Bankruptcy provides an opportunity for a fresh financial start. In that spirit, creditors’ contractual rights are often impaired. But what happens in those rare circumstances when a debtor is deemed solvent? According to a recent decision from the United States Fifth Circuit Court of Appeals in In re: Ultra Petroleum Corp., solvent debtors are fully bound by all financial obligations and nothing less. In those rare cases where a debtor is (or becomes) solvent, this decision creates a big win for creditors.
Ultra Petroleum Corp., an oil and gas exploration and production company, filed a Chapter 11 bankruptcy case in 2016. During the pendency of that case, the price of natural gas soared. By the time Ultra proposed its reorganization plan, it was solvent. Ultra proposed a reorganization plan that provided for payment in full of its unsecured claims but took the position that the Bankruptcy Code excused payment of both contractual make-whole premiums and post-petition interest at the contractual default interest rate. The affected creditors objected.
After years of litigation including two trips to the appellate court, the Fifth Circuit became the first circuit court to hold that the make-whole premiums or yield maintenance—a type of prepayment penalty to compensate lenders for loss of interest—should be disallowed under section 502(b)(2) of the Bankruptcy Code, which disallows claims for “unmatured” interest.
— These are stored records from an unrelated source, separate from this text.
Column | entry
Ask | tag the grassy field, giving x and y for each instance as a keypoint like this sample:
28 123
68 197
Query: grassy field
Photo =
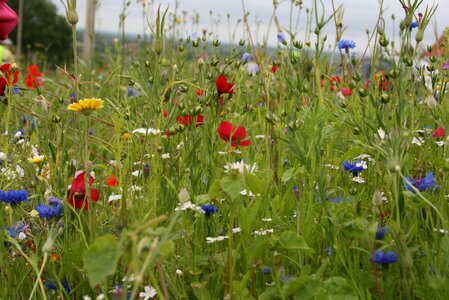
181 171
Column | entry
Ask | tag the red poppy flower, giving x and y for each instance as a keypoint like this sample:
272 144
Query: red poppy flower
222 85
346 92
7 78
187 120
438 133
33 77
111 180
235 134
77 193
200 92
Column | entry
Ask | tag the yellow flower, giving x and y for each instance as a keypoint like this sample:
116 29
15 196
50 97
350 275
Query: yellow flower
86 106
37 159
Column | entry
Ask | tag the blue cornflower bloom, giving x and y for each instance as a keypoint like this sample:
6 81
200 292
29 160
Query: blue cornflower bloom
14 231
384 258
53 210
381 231
346 45
421 184
13 196
281 38
356 167
246 56
209 209
336 200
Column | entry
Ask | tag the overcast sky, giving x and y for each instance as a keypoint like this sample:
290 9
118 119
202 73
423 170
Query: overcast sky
359 15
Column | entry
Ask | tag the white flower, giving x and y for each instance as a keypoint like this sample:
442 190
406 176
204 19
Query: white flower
418 141
236 230
358 179
150 292
147 131
241 167
189 206
220 238
113 197
263 231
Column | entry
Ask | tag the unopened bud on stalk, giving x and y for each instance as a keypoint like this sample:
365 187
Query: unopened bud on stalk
419 36
72 16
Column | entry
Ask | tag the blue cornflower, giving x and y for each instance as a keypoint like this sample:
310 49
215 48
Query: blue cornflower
281 38
53 210
336 200
356 167
381 231
421 184
209 209
346 45
14 231
384 258
13 196
246 56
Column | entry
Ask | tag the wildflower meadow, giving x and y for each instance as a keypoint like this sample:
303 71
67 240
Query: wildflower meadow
183 167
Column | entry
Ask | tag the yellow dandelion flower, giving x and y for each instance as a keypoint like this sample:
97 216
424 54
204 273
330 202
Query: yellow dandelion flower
37 159
86 106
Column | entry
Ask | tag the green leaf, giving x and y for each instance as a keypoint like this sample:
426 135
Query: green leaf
290 240
166 248
254 184
288 174
101 258
232 185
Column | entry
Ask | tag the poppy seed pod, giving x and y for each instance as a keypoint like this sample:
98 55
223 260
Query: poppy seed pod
72 16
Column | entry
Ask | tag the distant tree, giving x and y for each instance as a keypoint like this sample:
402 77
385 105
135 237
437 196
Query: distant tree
44 31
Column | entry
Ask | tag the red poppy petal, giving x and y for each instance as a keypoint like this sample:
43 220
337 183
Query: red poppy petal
224 130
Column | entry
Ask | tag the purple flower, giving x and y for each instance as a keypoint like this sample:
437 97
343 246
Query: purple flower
281 38
421 184
384 258
346 45
14 196
209 209
246 56
381 231
356 167
53 210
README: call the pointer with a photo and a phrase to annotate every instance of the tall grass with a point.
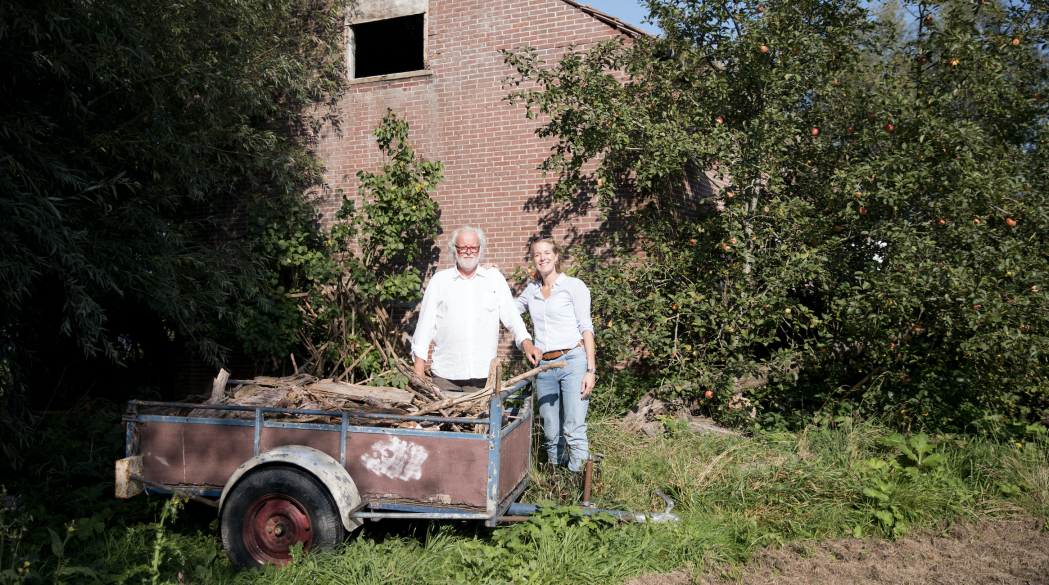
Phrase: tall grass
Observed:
(734, 495)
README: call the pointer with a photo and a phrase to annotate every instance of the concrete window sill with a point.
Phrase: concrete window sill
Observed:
(405, 74)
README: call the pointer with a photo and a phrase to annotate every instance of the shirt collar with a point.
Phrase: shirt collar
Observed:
(458, 276)
(559, 282)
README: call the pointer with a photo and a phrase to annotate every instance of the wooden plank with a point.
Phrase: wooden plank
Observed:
(393, 395)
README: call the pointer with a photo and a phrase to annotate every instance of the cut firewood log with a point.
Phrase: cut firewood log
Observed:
(489, 391)
(352, 391)
(420, 383)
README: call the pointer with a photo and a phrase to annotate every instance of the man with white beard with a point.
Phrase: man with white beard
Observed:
(461, 312)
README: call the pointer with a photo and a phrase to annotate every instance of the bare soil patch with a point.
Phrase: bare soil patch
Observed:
(988, 551)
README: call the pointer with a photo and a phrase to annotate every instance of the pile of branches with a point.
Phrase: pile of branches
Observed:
(303, 391)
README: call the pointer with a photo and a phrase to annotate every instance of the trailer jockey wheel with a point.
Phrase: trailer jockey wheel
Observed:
(273, 508)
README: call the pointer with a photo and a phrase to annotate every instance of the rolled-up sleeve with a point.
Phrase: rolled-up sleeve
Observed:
(510, 313)
(580, 303)
(427, 321)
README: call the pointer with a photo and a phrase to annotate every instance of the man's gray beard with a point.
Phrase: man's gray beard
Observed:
(462, 262)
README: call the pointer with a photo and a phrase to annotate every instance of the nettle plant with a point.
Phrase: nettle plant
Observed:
(881, 244)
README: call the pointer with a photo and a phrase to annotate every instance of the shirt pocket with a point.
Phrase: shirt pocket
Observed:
(491, 301)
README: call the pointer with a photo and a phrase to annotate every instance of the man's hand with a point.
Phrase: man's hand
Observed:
(589, 382)
(533, 352)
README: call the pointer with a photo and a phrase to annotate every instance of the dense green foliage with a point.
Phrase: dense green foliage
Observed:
(132, 135)
(882, 242)
(328, 287)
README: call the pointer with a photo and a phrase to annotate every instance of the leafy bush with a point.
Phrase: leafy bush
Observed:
(330, 289)
(878, 244)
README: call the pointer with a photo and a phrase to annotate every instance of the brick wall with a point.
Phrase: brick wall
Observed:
(489, 149)
(457, 115)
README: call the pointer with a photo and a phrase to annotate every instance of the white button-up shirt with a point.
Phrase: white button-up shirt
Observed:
(559, 321)
(462, 316)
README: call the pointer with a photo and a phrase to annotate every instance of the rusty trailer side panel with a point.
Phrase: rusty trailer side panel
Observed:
(191, 453)
(425, 469)
(436, 470)
(515, 455)
(393, 464)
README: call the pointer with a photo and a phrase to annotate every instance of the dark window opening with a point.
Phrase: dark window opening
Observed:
(388, 46)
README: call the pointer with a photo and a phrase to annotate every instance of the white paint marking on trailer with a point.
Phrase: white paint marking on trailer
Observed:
(395, 459)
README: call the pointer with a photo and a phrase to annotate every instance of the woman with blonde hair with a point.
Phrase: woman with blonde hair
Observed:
(559, 306)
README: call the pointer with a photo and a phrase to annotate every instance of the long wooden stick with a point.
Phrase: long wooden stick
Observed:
(487, 391)
(531, 373)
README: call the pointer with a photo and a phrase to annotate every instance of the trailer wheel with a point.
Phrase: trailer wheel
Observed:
(273, 508)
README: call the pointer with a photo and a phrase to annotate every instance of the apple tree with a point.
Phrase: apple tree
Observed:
(877, 245)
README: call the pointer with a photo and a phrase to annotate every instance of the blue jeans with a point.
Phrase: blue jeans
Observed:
(562, 411)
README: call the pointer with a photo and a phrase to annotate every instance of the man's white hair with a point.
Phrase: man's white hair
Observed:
(480, 241)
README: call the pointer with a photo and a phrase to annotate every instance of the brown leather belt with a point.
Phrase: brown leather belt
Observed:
(558, 352)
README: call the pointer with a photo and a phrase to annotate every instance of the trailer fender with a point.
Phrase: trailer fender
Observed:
(318, 463)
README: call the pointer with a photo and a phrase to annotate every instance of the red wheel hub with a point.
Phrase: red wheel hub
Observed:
(273, 524)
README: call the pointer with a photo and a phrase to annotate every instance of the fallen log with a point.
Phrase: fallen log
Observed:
(488, 391)
(352, 391)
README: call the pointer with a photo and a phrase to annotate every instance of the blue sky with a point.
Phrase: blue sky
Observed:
(630, 12)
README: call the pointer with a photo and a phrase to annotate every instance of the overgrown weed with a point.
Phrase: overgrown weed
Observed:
(734, 495)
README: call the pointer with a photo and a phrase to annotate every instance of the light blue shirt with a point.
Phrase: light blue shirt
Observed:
(559, 321)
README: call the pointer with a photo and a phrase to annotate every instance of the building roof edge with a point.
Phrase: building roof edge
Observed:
(612, 21)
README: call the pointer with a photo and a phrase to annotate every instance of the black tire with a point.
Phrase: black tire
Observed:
(271, 510)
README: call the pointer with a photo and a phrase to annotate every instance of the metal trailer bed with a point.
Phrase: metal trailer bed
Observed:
(367, 472)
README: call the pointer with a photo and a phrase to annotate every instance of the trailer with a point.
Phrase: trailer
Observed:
(276, 483)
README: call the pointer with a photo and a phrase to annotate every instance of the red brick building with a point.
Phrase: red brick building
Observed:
(436, 64)
(447, 83)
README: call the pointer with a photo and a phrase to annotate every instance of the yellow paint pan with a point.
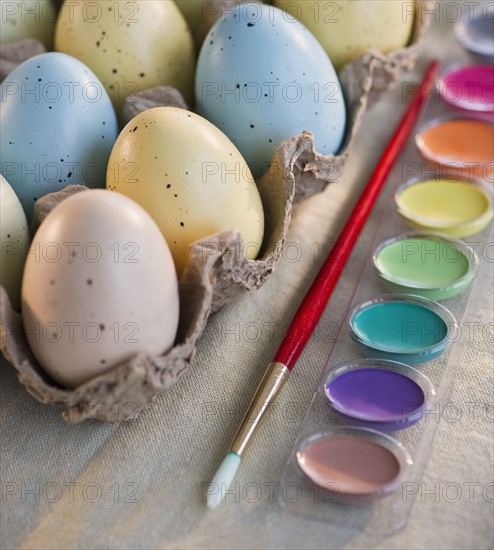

Other bankruptcy courts in the Second, Third, Sixth, and Seventh Circuits had previously allowed such claims, either as a contractual obligation or otherwise as liquidated damages.
Here, the Court was unpersuaded by the creditor’s arguments that the make-whole premiums are akin to liquidated damages and held that instead “[a] make-whole amount is nothing more than a lender’s unmatured interest, rendered in today’s dollars.” The Court noted that make-whole premiums, by their very nature, “are expressly designed to liquidate fixed-rate lenders’ damages flowing from debtor default while market interest rates are lower than their contractual rates Lenders’ damages equal the present value of all their future interest payments.” As such, those payments must be disallowed if the acceleration is triggered by the bankruptcy filing.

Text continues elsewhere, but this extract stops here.